# Simulation of Markov chain slower than in Matlab

## Question:

I run the same test code in Python+Numpy and in Matlab and see that the Matlab code is faster by an order of magnitude. I want to know what is the bottleneck of the Python code and how to speed it up.

I run the following test code using Python+Numpy (the last part is the performance sensitive one):

```
# Packages
import numpy as np
import time
# Number of possible outcomes
num_outcomes = 20
# Dimension of the system
dim = 50
# Number of iterations
num_iterations = int(1e7)
# Possible outcomes
outcomes = np.arange(num_outcomes)
# Possible transition matrices
matrices = [np.random.rand(dim, dim) for k in outcomes]
matrices = [mat/np.sum(mat, axis=0) for mat in matrices]
# Initial state
state = np.random.rand(dim)
state = state/np.sum(state)
# List of samples
samples = np.random.choice(outcomes, size=(num_iterations,))
samples = samples.tolist()
# === PERFORMANCE-SENSITIVE PART OF THE CODE ===
# Update the state over all iterations
start_time = time.time()
for k in range(num_iterations):
sample = samples[k]
matrix = matrices[sample]
state = np.matmul(matrix, state)
end_time = time.time()
# Print the execution time
print(end_time - start_time)
```

I then run an equivalent code using Matlab (the last part is the performance sensitive one):

```
% Number of possible outcomes
num_outcomes = 20;
% Number of dimensions
dim = 50;
% Number of iterations
num_iterations = 1e7;
% Possible outcomes
outcomes = 1:num_outcomes;
% Possible transition matrices
matrices = rand(num_outcomes, dim, dim);
matrices = matrices./sum(matrices,2);
matrices = num2cell(matrices,[2,3]);
matrices = cellfun(@shiftdim, matrices, 'UniformOutput', false);
% Initial state
state = rand(dim,1);
state = state./sum(state);
% List of samples
samples = datasample(outcomes, num_iterations);
% === PERFORMANCE-SENSITIVE PART OF THE CODE ===
% Update the state over all iterations
tic;
for k = 1:num_iterations
sample = samples(k);
matrix = matrices{sample};
state = matrix * state;
end
toc;
```

The Python code is consistently slower than the Matlab code by an order of magnitude, and I am not sure why.

Any idea where to start?

I run the Python code with the Python 3.10 interpreter and Numpy 1.22.4. I run the Matlab code with Matlab R2022a.

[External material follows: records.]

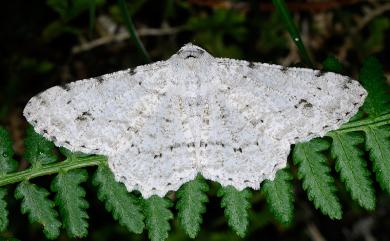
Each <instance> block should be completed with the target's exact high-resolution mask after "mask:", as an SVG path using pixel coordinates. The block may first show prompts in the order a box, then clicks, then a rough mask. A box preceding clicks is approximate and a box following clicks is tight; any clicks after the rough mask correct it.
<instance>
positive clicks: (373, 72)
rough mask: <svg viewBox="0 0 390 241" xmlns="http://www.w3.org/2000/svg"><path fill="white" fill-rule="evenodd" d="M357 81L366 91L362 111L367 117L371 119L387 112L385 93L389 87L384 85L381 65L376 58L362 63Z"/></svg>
mask: <svg viewBox="0 0 390 241" xmlns="http://www.w3.org/2000/svg"><path fill="white" fill-rule="evenodd" d="M359 79H360V81H361V82H362V84H363V85H364V88H365V89H366V90H367V91H368V96H367V98H366V100H365V101H364V104H363V107H362V109H363V110H364V111H365V112H367V113H368V114H369V117H370V118H373V117H377V116H379V115H380V114H383V113H387V112H389V110H390V95H389V94H388V93H386V90H388V89H389V87H388V86H387V84H386V77H385V75H384V72H383V69H382V65H381V64H380V63H379V61H378V60H377V59H376V58H374V57H370V58H368V59H366V60H365V61H364V63H363V67H362V69H361V71H360V74H359Z"/></svg>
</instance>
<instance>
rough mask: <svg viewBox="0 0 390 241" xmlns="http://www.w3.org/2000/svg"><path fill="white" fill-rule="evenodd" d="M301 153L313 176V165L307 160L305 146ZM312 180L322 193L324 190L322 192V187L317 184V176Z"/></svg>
mask: <svg viewBox="0 0 390 241" xmlns="http://www.w3.org/2000/svg"><path fill="white" fill-rule="evenodd" d="M303 153H304V155H305V159H306V162H307V163H309V168H310V172H311V175H312V176H314V175H313V173H314V172H313V167H312V165H311V164H310V161H308V160H309V158H308V156H307V154H306V147H305V146H304V147H303ZM314 182H315V183H316V186H317V187H318V189H319V190H321V193H324V192H323V189H322V187H321V185H319V183H318V182H317V178H315V180H314Z"/></svg>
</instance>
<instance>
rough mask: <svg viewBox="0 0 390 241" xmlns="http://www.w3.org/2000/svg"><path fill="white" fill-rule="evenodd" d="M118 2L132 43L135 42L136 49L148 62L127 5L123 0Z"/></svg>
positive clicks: (146, 52)
mask: <svg viewBox="0 0 390 241" xmlns="http://www.w3.org/2000/svg"><path fill="white" fill-rule="evenodd" d="M118 3H119V9H120V10H121V12H122V17H123V20H124V21H125V24H126V27H127V30H128V31H129V33H130V35H131V38H132V39H133V41H134V43H135V44H136V46H137V48H138V50H140V51H141V53H142V55H143V57H144V59H145V61H146V62H147V63H150V57H149V54H148V52H147V51H146V49H145V47H144V45H143V44H142V42H141V40H140V39H139V37H138V34H137V32H136V31H135V27H134V24H133V21H132V20H131V17H130V14H129V11H128V10H127V5H126V3H125V0H118Z"/></svg>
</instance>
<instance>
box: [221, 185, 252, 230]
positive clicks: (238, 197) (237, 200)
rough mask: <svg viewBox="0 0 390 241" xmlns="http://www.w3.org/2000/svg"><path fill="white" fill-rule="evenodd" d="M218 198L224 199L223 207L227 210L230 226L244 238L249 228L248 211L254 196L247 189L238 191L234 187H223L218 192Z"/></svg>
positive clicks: (227, 218) (226, 212)
mask: <svg viewBox="0 0 390 241" xmlns="http://www.w3.org/2000/svg"><path fill="white" fill-rule="evenodd" d="M217 196H218V197H222V200H221V207H222V208H224V209H225V217H226V219H227V221H228V224H229V226H230V227H231V228H232V229H233V230H234V232H236V234H237V235H238V236H240V237H244V236H245V234H246V230H247V227H248V223H249V221H248V209H249V208H250V207H251V204H250V202H249V199H250V197H251V196H252V194H251V192H250V191H249V190H247V189H244V190H242V191H238V190H237V189H235V188H234V187H233V186H227V187H221V188H220V189H219V190H218V192H217Z"/></svg>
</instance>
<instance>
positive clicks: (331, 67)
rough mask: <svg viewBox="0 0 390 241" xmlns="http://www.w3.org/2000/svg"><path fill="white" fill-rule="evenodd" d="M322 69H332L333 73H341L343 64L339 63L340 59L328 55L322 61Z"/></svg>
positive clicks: (326, 69)
mask: <svg viewBox="0 0 390 241" xmlns="http://www.w3.org/2000/svg"><path fill="white" fill-rule="evenodd" d="M322 66H323V69H324V71H332V72H335V73H339V74H341V73H342V71H343V66H342V65H341V64H340V61H339V60H338V59H337V58H336V57H334V56H328V57H327V58H326V59H325V60H324V62H322Z"/></svg>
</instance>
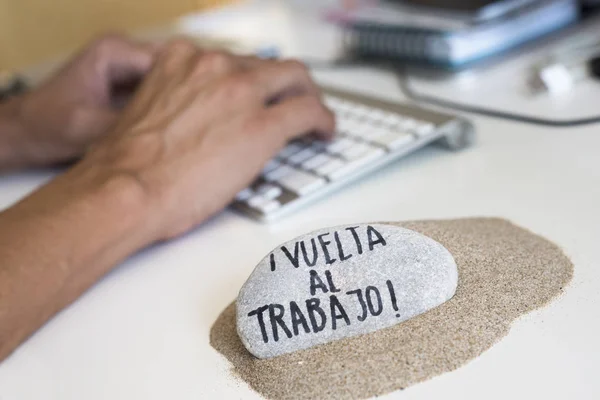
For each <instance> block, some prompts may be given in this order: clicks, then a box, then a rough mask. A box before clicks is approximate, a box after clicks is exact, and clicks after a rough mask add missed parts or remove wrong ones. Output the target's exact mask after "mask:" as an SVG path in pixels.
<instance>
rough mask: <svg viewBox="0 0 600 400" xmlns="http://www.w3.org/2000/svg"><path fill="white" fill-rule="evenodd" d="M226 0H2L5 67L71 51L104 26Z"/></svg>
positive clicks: (196, 9)
mask: <svg viewBox="0 0 600 400" xmlns="http://www.w3.org/2000/svg"><path fill="white" fill-rule="evenodd" d="M226 2H227V0H0V70H1V69H15V68H19V67H22V66H25V65H28V64H32V63H35V62H39V61H42V60H45V59H48V58H49V57H52V56H55V55H57V54H60V53H64V52H66V51H72V50H74V49H75V48H77V47H79V46H81V45H82V44H83V43H85V42H87V41H88V40H89V39H90V38H92V37H94V36H96V35H97V34H99V33H101V32H105V31H112V32H115V31H118V32H122V31H131V30H135V29H141V28H144V27H151V26H153V25H157V24H160V23H164V22H167V21H169V20H170V19H172V18H174V17H177V16H180V15H183V14H185V13H189V12H193V11H197V10H198V9H201V8H205V7H207V6H211V5H215V4H219V3H226Z"/></svg>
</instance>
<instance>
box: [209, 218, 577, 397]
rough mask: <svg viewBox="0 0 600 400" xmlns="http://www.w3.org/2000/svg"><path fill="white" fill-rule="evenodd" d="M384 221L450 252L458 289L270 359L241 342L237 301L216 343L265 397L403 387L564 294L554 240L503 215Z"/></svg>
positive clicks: (218, 323)
mask: <svg viewBox="0 0 600 400" xmlns="http://www.w3.org/2000/svg"><path fill="white" fill-rule="evenodd" d="M386 223H387V224H391V225H398V226H402V227H404V228H408V229H412V230H414V231H417V232H420V233H422V234H424V235H427V236H429V237H431V238H433V239H434V240H437V241H438V242H440V243H441V244H442V245H444V246H445V247H446V248H447V249H448V250H449V251H450V253H452V255H453V256H454V259H455V260H456V263H457V265H458V270H459V285H458V289H457V291H456V295H455V296H454V297H453V298H452V299H451V300H449V301H448V302H446V303H444V304H442V305H441V306H439V307H437V308H435V309H433V310H430V311H428V312H426V313H425V314H422V315H420V316H417V317H415V318H413V319H411V320H408V321H405V322H403V323H400V324H398V325H396V326H393V327H391V328H387V329H383V330H381V331H378V332H374V333H370V334H367V335H363V336H357V337H352V338H347V339H343V340H339V341H337V342H333V343H328V344H325V345H321V346H318V347H314V348H312V349H308V350H303V351H299V352H296V353H292V354H287V355H283V356H280V357H276V358H273V359H267V360H260V359H257V358H255V357H254V356H252V355H251V354H250V353H249V352H248V351H247V350H246V349H245V348H244V346H243V345H242V343H241V341H240V339H239V337H238V335H237V332H236V327H235V303H233V304H231V305H230V306H229V307H227V308H226V309H225V310H224V311H223V313H222V314H221V315H220V316H219V318H218V319H217V321H216V322H215V324H214V326H213V328H212V330H211V337H210V341H211V344H212V346H213V347H214V348H215V349H217V350H218V351H219V352H220V353H222V354H223V355H224V356H225V357H226V358H227V359H228V360H229V361H231V363H232V364H233V367H234V372H235V374H237V375H238V376H239V377H241V378H242V379H243V380H244V381H245V382H247V383H248V384H249V385H250V386H251V387H252V388H254V389H255V390H256V391H258V392H259V393H261V394H262V395H263V396H265V397H267V398H269V399H307V398H310V399H328V398H336V399H339V398H348V399H356V398H368V397H372V396H375V395H381V394H385V393H388V392H392V391H395V390H399V389H402V388H405V387H407V386H410V385H413V384H415V383H417V382H420V381H423V380H426V379H429V378H432V377H434V376H436V375H439V374H441V373H444V372H447V371H452V370H454V369H456V368H458V367H460V366H461V365H464V364H465V363H467V362H468V361H470V360H472V359H473V358H475V357H477V356H478V355H480V354H481V353H483V352H484V351H485V350H487V349H489V348H490V347H491V346H492V345H493V344H494V343H496V342H498V341H499V340H500V339H501V338H502V337H503V336H505V335H506V334H507V333H508V331H509V329H510V324H511V323H512V321H514V320H515V319H516V318H518V317H519V316H520V315H522V314H524V313H526V312H528V311H531V310H534V309H536V308H539V307H541V306H543V305H545V304H547V303H548V302H549V301H550V300H551V299H552V298H554V297H555V296H557V295H558V294H560V293H561V292H562V291H563V289H564V287H565V286H566V285H567V284H568V283H569V281H570V280H571V277H572V275H573V265H572V264H571V262H570V261H569V259H568V258H567V257H566V256H565V255H564V254H563V253H562V251H561V250H560V249H559V248H558V247H557V246H555V245H554V244H552V243H550V242H548V241H547V240H545V239H543V238H541V237H539V236H537V235H534V234H532V233H530V232H528V231H526V230H524V229H521V228H519V227H517V226H515V225H513V224H511V223H510V222H508V221H505V220H501V219H484V218H478V219H461V220H452V221H423V222H421V221H418V222H404V223H392V222H386Z"/></svg>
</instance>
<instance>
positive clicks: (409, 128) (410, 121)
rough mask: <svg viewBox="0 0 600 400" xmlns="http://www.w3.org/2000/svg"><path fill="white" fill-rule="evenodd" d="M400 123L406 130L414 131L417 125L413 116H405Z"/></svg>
mask: <svg viewBox="0 0 600 400" xmlns="http://www.w3.org/2000/svg"><path fill="white" fill-rule="evenodd" d="M398 125H399V126H400V128H402V129H403V130H405V131H412V130H414V129H415V128H416V127H417V121H415V120H414V119H412V118H403V119H402V121H401V122H400V123H399V124H398Z"/></svg>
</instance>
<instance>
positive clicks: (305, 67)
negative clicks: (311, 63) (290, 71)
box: [283, 59, 309, 76]
mask: <svg viewBox="0 0 600 400" xmlns="http://www.w3.org/2000/svg"><path fill="white" fill-rule="evenodd" d="M283 65H284V66H285V67H286V68H288V69H289V70H291V71H294V72H295V73H297V74H299V75H306V76H309V70H308V67H307V66H306V64H304V63H303V62H301V61H298V60H294V59H292V60H286V61H283Z"/></svg>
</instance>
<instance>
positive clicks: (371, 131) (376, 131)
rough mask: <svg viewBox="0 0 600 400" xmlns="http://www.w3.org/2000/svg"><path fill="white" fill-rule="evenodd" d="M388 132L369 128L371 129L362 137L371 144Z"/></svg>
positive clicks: (372, 127) (373, 128) (387, 134)
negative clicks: (372, 141) (380, 136)
mask: <svg viewBox="0 0 600 400" xmlns="http://www.w3.org/2000/svg"><path fill="white" fill-rule="evenodd" d="M390 132H391V131H390V130H389V129H387V128H382V127H371V129H369V130H368V131H365V134H364V135H363V139H364V140H368V141H370V142H372V141H373V140H374V139H375V138H378V137H380V136H385V135H388V134H389V133H390Z"/></svg>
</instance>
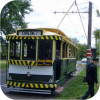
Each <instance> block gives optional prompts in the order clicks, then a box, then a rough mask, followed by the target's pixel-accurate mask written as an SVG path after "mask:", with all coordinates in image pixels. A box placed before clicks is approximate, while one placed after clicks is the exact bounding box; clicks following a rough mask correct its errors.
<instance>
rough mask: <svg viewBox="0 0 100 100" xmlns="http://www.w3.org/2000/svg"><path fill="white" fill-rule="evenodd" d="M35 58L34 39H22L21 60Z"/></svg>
mask: <svg viewBox="0 0 100 100" xmlns="http://www.w3.org/2000/svg"><path fill="white" fill-rule="evenodd" d="M25 59H27V60H35V59H36V41H35V40H24V42H23V60H25Z"/></svg>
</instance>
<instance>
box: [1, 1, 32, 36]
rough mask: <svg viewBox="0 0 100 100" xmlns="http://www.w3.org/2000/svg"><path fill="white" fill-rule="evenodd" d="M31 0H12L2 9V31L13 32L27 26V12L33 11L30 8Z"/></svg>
mask: <svg viewBox="0 0 100 100" xmlns="http://www.w3.org/2000/svg"><path fill="white" fill-rule="evenodd" d="M30 6H31V0H11V1H9V2H7V3H6V4H5V5H4V6H3V7H2V9H1V11H0V31H3V32H4V33H5V34H11V33H13V32H15V30H16V29H17V28H18V27H20V28H27V24H28V23H26V22H25V20H24V18H25V14H29V13H30V12H32V11H33V9H31V8H30Z"/></svg>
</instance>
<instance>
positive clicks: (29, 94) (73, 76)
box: [0, 66, 84, 100]
mask: <svg viewBox="0 0 100 100" xmlns="http://www.w3.org/2000/svg"><path fill="white" fill-rule="evenodd" d="M76 68H77V71H76V73H75V74H74V75H73V76H70V77H68V78H67V80H66V81H65V83H64V84H63V85H62V87H67V85H68V83H69V82H71V81H72V80H73V79H74V78H75V77H76V76H77V74H78V73H79V72H80V71H82V70H83V68H84V67H82V66H79V67H76ZM0 73H1V75H2V77H0V83H1V84H0V86H1V87H0V88H1V91H2V92H3V94H4V95H5V96H6V97H7V98H9V99H11V100H54V99H55V98H56V97H58V96H59V93H54V94H33V93H19V92H11V90H12V89H13V88H11V87H10V88H7V87H6V85H5V76H6V75H4V74H5V71H0ZM1 81H2V82H1Z"/></svg>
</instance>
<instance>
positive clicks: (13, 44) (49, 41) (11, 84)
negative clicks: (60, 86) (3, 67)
mask: <svg viewBox="0 0 100 100" xmlns="http://www.w3.org/2000/svg"><path fill="white" fill-rule="evenodd" d="M6 39H7V41H8V69H9V78H7V79H6V84H7V87H11V86H12V87H13V88H14V89H13V91H20V92H32V93H41V92H42V93H47V94H48V93H51V92H52V91H55V89H56V88H58V87H59V86H61V85H62V84H63V82H64V81H65V79H66V77H67V76H68V75H69V74H71V73H72V72H73V71H75V70H76V52H77V49H78V48H77V47H76V46H75V45H74V44H72V43H71V39H70V38H68V37H67V36H66V35H65V34H64V33H63V32H62V31H60V30H59V29H53V28H37V29H17V30H16V33H13V34H9V35H7V36H6Z"/></svg>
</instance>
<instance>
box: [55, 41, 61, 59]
mask: <svg viewBox="0 0 100 100" xmlns="http://www.w3.org/2000/svg"><path fill="white" fill-rule="evenodd" d="M60 49H61V41H59V40H57V41H56V54H58V56H59V58H60Z"/></svg>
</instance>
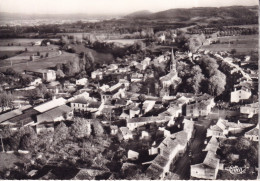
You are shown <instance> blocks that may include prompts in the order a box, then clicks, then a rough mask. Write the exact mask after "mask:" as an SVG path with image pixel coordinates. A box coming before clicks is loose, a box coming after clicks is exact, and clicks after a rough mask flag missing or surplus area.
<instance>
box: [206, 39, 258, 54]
mask: <svg viewBox="0 0 260 181" xmlns="http://www.w3.org/2000/svg"><path fill="white" fill-rule="evenodd" d="M218 39H219V40H220V42H222V43H220V44H211V45H204V46H202V47H201V49H205V50H210V51H231V50H232V49H235V50H236V51H237V53H238V54H244V53H250V52H251V51H254V52H257V51H258V46H259V45H258V36H257V35H244V36H227V37H219V38H218ZM224 42H226V43H225V44H224ZM228 42H230V44H228Z"/></svg>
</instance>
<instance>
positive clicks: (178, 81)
mask: <svg viewBox="0 0 260 181" xmlns="http://www.w3.org/2000/svg"><path fill="white" fill-rule="evenodd" d="M170 61H171V64H170V72H169V73H168V74H167V75H165V76H162V77H160V83H161V85H162V89H161V91H160V96H161V97H163V96H169V95H170V87H171V88H173V89H176V88H177V86H178V85H179V84H180V83H181V78H180V77H178V72H177V61H176V59H175V57H174V52H173V49H172V51H171V60H170Z"/></svg>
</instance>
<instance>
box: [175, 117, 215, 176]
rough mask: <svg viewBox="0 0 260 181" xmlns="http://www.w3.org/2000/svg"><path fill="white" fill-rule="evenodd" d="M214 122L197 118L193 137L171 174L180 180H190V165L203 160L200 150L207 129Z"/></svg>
mask: <svg viewBox="0 0 260 181" xmlns="http://www.w3.org/2000/svg"><path fill="white" fill-rule="evenodd" d="M213 122H215V121H214V119H210V118H199V120H198V121H196V123H195V129H196V132H195V135H194V138H193V140H191V143H190V145H189V146H188V148H187V150H186V152H185V153H184V155H183V156H182V157H180V158H179V159H178V160H177V161H176V163H175V164H174V165H175V167H174V169H173V172H174V173H176V174H178V175H179V176H180V179H184V180H187V179H190V165H191V163H192V164H193V163H198V162H199V161H201V160H203V155H204V154H202V148H203V144H204V140H205V138H206V132H207V128H208V127H209V126H210V125H211V124H212V123H213ZM189 151H191V153H192V160H191V158H190V157H189Z"/></svg>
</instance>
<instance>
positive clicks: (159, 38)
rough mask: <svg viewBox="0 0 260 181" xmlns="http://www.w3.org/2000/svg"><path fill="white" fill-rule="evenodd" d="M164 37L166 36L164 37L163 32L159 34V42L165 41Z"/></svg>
mask: <svg viewBox="0 0 260 181" xmlns="http://www.w3.org/2000/svg"><path fill="white" fill-rule="evenodd" d="M165 38H166V37H165V35H164V33H163V34H162V35H160V36H159V40H160V42H161V43H163V42H165Z"/></svg>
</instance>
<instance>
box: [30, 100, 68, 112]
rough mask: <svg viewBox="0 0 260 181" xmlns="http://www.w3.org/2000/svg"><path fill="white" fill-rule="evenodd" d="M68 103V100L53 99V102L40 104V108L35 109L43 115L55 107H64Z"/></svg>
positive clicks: (36, 110)
mask: <svg viewBox="0 0 260 181" xmlns="http://www.w3.org/2000/svg"><path fill="white" fill-rule="evenodd" d="M66 102H67V100H66V99H64V98H62V97H61V98H58V99H53V100H51V101H48V102H45V103H43V104H40V105H39V106H36V107H34V108H33V109H35V110H36V111H39V112H40V113H43V112H46V111H48V110H50V109H53V108H55V107H58V106H61V105H64V104H66Z"/></svg>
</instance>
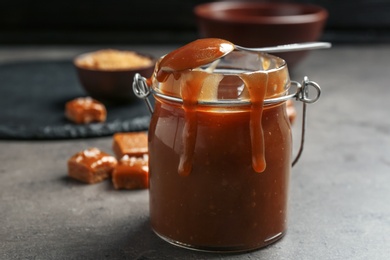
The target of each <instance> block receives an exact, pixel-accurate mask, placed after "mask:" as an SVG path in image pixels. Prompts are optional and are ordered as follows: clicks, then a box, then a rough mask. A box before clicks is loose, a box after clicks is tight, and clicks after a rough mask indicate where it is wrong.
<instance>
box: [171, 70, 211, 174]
mask: <svg viewBox="0 0 390 260" xmlns="http://www.w3.org/2000/svg"><path fill="white" fill-rule="evenodd" d="M207 76H208V74H207V73H205V72H201V71H189V72H187V73H183V75H182V77H183V78H182V80H181V85H180V92H181V97H182V99H183V106H182V107H183V110H184V120H185V122H184V128H183V133H182V140H183V152H182V153H181V155H180V163H179V169H178V172H179V174H180V175H182V176H188V175H189V174H190V172H191V170H192V158H193V156H194V151H195V144H196V134H197V129H198V122H197V106H198V99H199V95H200V92H201V90H202V86H203V82H204V80H205V79H206V77H207Z"/></svg>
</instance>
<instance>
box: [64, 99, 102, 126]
mask: <svg viewBox="0 0 390 260" xmlns="http://www.w3.org/2000/svg"><path fill="white" fill-rule="evenodd" d="M65 116H66V117H67V118H68V119H69V120H70V121H72V122H74V123H76V124H88V123H91V122H104V121H106V117H107V110H106V107H105V106H104V105H103V104H102V103H100V102H99V101H97V100H95V99H93V98H90V97H85V98H76V99H73V100H71V101H69V102H67V103H66V105H65Z"/></svg>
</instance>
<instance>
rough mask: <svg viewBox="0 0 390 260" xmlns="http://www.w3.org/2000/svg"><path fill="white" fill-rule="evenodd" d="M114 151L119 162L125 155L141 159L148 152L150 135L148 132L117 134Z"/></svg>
mask: <svg viewBox="0 0 390 260" xmlns="http://www.w3.org/2000/svg"><path fill="white" fill-rule="evenodd" d="M112 149H113V151H114V153H115V156H116V158H117V159H118V160H119V159H121V158H122V157H123V156H125V155H128V156H129V157H141V156H143V155H144V154H146V153H147V152H148V135H147V133H146V132H132V133H116V134H114V137H113V145H112Z"/></svg>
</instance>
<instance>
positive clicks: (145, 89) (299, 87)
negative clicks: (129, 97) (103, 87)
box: [133, 73, 321, 166]
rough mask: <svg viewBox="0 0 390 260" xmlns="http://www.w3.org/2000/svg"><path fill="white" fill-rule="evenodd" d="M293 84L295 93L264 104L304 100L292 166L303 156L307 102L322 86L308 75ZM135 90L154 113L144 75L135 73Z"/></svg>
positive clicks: (286, 95) (152, 112)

Both codes are run on Windows 11 Pro 64 bits on a Lenovo T14 ThinkPad with the following processors:

11th Gen Intel(R) Core(TM) i7-1165G7 @ 2.80GHz, 2803 Mhz, 4 Core(s), 8 Logical Processor(s)

EDIT 1: I made some additional tests and it looks like the culprit is some type of Python-specific constant overhead at low matrix sizes:

As hpaulj and MSS suggest, this might mean that a JIT compiler could solve some of these issues. I will do my best to try this in the near future.

EDIT 2: I ran the code under Pypy 3.9-v7.3.11-win64 and although it does change the scaling and even beats Cpython at small matrix sizes, it generally incurs a big overhead for this particular code:

So a JIT compiler could help if there are ways to mitigate this overhead. Otherwise a Cython implementation is probably the remaining way to go…

## Answers:

In the loop, the main hindrance is `np.matmul(matrix,state)`

.

If we unroll the loop:

```
st[1] = m[0]@st[0]
st[2] = m[1]@st[1] = m[1]@m[0]@st[0]
st[3] = m[2]@m[1]@m[0]@st[0]
```

There is no obvious vectorized way to do looped `np.matmul`

in a non loopy way.

A better way would be to do it in log_2(n) loops.

```
import numpy as np
outcomes = 20
dim = 50
num_iter = int(1e7)
mat = np.random.rand(outcomes,dim, dim)
mat = mat/mat.sum(axis=1)[...,None]
state = np.random.rand(dim)
state = state/np.sum(state)
samples = np.random.choice(np.arange(outcomes), size=(num_iter,))
a = mat[samples,...]
# This while loop takes log_2(num_iter) iterations
while len(a) > 1:
a = np.matmul(a[::2, ...], a[1::2, ...])
state = np.matmul(a,state)
```

The time may be further reduced by using numba jit.